Long Island Business News quoted Lynn Brown in an article titled "Standing Up To Workplace Bullies." The article, published October 19th, discusses how the anti-bullying legislation, known as the Healthy Workplace Bill, has been pending in the state legislature for years. This would establish a civil cause of action for employees but doesn't include language specific to cyberbullying, a growing trend in our increasingly social media-centric world of communications.
The article stated: "Lynn Brown, who is of counsel at Garden City-based Meyer, Suozzi, English & Klein, said workplace bullying is about one person with more power in the company preying on someone who is or is perceived to be less powerful.
"Generally speaking, if it's hostility or aggression toward a target who is physically or emotionally weaker than the other person, that would properly be characterized as bullying," Brown said. "Why? Because it is something that causes pain and distress in the target."
Asked how the pain and distress may manifest themselves via electronic communication, whether through company-owned email or Facebook accounts, Brown offered, as an example, employees who "circulate a cartoon via email that makes fun of someone else, either because the person in the cartoon looks like an employee or has something in common with that employee."
If legislation such as the Healthy Workplace Bill starts to pass in New York and other states (currently, just California and Tennessee have anti-bullying workplace policy-only laws), Schlicht expects that documented social media communications can fall into the category of workplace bullying that a target can use to show a pattern of abusive behavior.
"Email is already a tool a person can now use to show this pattern, but without a law an employee is very unlikely to find any interest from the employer to address the issue, even if they wanted to," Schlicht added.

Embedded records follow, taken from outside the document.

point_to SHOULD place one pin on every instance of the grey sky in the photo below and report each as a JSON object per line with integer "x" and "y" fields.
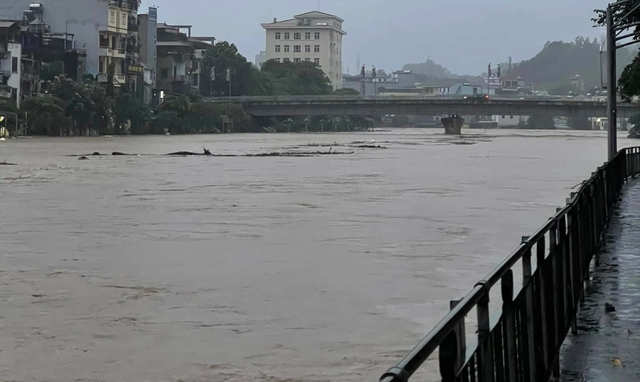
{"x": 463, "y": 35}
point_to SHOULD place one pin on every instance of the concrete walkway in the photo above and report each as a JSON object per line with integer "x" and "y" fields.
{"x": 606, "y": 337}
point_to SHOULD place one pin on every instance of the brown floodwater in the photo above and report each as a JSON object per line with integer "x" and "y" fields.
{"x": 329, "y": 267}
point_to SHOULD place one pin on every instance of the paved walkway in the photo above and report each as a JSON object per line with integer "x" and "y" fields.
{"x": 604, "y": 338}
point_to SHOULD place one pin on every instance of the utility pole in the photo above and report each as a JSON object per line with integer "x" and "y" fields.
{"x": 612, "y": 133}
{"x": 363, "y": 85}
{"x": 373, "y": 78}
{"x": 613, "y": 36}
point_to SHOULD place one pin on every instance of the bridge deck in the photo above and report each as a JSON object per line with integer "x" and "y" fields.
{"x": 602, "y": 336}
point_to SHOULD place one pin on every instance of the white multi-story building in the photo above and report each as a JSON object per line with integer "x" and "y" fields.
{"x": 313, "y": 36}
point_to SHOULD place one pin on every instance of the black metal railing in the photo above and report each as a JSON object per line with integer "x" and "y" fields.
{"x": 523, "y": 342}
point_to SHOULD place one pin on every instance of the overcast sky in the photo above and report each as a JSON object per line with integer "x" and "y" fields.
{"x": 462, "y": 35}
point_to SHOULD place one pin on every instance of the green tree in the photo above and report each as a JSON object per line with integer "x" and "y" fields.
{"x": 86, "y": 104}
{"x": 180, "y": 105}
{"x": 128, "y": 109}
{"x": 221, "y": 57}
{"x": 629, "y": 81}
{"x": 540, "y": 122}
{"x": 301, "y": 78}
{"x": 168, "y": 121}
{"x": 44, "y": 115}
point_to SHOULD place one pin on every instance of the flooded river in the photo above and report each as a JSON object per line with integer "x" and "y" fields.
{"x": 330, "y": 267}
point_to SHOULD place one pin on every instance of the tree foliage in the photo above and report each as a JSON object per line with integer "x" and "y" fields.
{"x": 221, "y": 57}
{"x": 129, "y": 110}
{"x": 301, "y": 78}
{"x": 44, "y": 114}
{"x": 86, "y": 104}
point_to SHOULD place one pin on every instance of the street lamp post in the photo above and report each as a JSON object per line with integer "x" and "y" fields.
{"x": 613, "y": 36}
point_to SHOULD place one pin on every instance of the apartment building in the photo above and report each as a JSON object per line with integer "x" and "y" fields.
{"x": 100, "y": 27}
{"x": 10, "y": 60}
{"x": 313, "y": 36}
{"x": 148, "y": 31}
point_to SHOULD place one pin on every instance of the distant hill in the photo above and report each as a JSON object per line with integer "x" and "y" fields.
{"x": 551, "y": 68}
{"x": 558, "y": 61}
{"x": 429, "y": 68}
{"x": 430, "y": 72}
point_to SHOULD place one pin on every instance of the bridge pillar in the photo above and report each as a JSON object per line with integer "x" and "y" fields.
{"x": 453, "y": 125}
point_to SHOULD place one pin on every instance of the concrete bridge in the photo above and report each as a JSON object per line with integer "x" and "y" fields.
{"x": 273, "y": 106}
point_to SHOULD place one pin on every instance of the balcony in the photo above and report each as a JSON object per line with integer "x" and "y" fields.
{"x": 118, "y": 79}
{"x": 124, "y": 4}
{"x": 116, "y": 52}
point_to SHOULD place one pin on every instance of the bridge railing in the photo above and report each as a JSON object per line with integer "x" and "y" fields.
{"x": 379, "y": 98}
{"x": 522, "y": 343}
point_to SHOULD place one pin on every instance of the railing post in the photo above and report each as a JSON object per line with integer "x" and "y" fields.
{"x": 553, "y": 300}
{"x": 542, "y": 315}
{"x": 528, "y": 339}
{"x": 508, "y": 311}
{"x": 452, "y": 351}
{"x": 485, "y": 353}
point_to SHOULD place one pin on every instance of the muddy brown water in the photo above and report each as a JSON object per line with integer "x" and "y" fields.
{"x": 331, "y": 267}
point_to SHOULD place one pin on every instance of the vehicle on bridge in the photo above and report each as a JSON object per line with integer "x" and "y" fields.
{"x": 476, "y": 97}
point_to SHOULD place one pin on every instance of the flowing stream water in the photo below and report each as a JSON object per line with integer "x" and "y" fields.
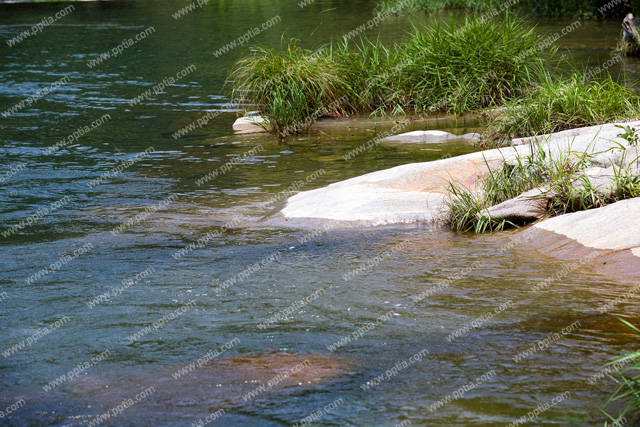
{"x": 368, "y": 284}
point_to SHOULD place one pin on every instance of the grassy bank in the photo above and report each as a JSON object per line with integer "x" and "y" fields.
{"x": 454, "y": 68}
{"x": 555, "y": 104}
{"x": 548, "y": 8}
{"x": 561, "y": 177}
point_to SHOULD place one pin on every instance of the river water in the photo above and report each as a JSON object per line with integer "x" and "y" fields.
{"x": 357, "y": 283}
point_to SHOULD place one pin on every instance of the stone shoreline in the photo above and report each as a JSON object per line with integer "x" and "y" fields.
{"x": 416, "y": 193}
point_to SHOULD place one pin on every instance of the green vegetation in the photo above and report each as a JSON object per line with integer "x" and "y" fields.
{"x": 453, "y": 68}
{"x": 555, "y": 104}
{"x": 626, "y": 369}
{"x": 465, "y": 206}
{"x": 549, "y": 8}
{"x": 560, "y": 177}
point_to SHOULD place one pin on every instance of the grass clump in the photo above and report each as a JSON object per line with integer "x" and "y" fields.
{"x": 454, "y": 68}
{"x": 561, "y": 177}
{"x": 469, "y": 66}
{"x": 289, "y": 86}
{"x": 466, "y": 206}
{"x": 556, "y": 104}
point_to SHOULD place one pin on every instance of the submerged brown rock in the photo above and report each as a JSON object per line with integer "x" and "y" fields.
{"x": 207, "y": 386}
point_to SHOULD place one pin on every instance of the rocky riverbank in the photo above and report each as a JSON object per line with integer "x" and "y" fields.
{"x": 417, "y": 193}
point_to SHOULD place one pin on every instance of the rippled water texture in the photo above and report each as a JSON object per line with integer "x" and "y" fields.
{"x": 227, "y": 337}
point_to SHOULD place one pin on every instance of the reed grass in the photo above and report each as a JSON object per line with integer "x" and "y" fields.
{"x": 456, "y": 67}
{"x": 560, "y": 176}
{"x": 557, "y": 104}
{"x": 547, "y": 8}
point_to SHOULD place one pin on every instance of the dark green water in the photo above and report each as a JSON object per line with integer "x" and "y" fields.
{"x": 89, "y": 214}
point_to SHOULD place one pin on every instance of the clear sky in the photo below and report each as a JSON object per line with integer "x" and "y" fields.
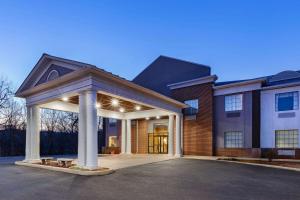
{"x": 238, "y": 39}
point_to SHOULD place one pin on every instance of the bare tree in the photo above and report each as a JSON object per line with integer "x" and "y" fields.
{"x": 5, "y": 93}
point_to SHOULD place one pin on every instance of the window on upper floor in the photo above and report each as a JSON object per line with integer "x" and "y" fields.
{"x": 234, "y": 102}
{"x": 113, "y": 141}
{"x": 233, "y": 139}
{"x": 287, "y": 101}
{"x": 286, "y": 138}
{"x": 193, "y": 107}
{"x": 112, "y": 122}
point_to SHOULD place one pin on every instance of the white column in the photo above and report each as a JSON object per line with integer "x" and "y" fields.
{"x": 171, "y": 135}
{"x": 28, "y": 135}
{"x": 178, "y": 135}
{"x": 128, "y": 135}
{"x": 35, "y": 127}
{"x": 91, "y": 130}
{"x": 82, "y": 130}
{"x": 123, "y": 139}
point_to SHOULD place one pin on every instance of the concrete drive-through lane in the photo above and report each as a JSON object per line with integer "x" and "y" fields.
{"x": 171, "y": 179}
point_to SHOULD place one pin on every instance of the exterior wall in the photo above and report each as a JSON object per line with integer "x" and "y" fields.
{"x": 197, "y": 132}
{"x": 239, "y": 152}
{"x": 247, "y": 121}
{"x": 224, "y": 123}
{"x": 270, "y": 121}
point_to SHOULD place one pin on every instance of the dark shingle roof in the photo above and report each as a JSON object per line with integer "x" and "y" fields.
{"x": 165, "y": 70}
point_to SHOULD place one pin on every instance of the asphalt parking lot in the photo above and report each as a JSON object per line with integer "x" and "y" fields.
{"x": 173, "y": 179}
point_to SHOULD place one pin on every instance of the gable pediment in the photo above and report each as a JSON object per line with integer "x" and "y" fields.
{"x": 48, "y": 69}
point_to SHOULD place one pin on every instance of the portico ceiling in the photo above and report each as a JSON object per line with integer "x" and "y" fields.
{"x": 107, "y": 102}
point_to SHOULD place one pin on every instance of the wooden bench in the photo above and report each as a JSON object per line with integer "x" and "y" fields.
{"x": 65, "y": 162}
{"x": 46, "y": 160}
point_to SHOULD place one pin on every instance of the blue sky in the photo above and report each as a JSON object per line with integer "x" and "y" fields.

One question surrounding cyberbullying involves electronic communications between coworkers outside of the office, through their personal email and social media accounts. If bullying occurs then, is the employer potentially culpable or somehow required to address such out-of-office communications?
Brown noted that the Dignity for All Students Act, which took effect at New York public schools in 2012, makes clear that schools can discipline students for cyberbullying that occurs off school property.
"With respect to the workplace, I think that it really turns on when the employer first knows about what's going on," Brown said. "I mean, obviously, if the employer has no way of knowing this, how can you hold the employer liable for it?"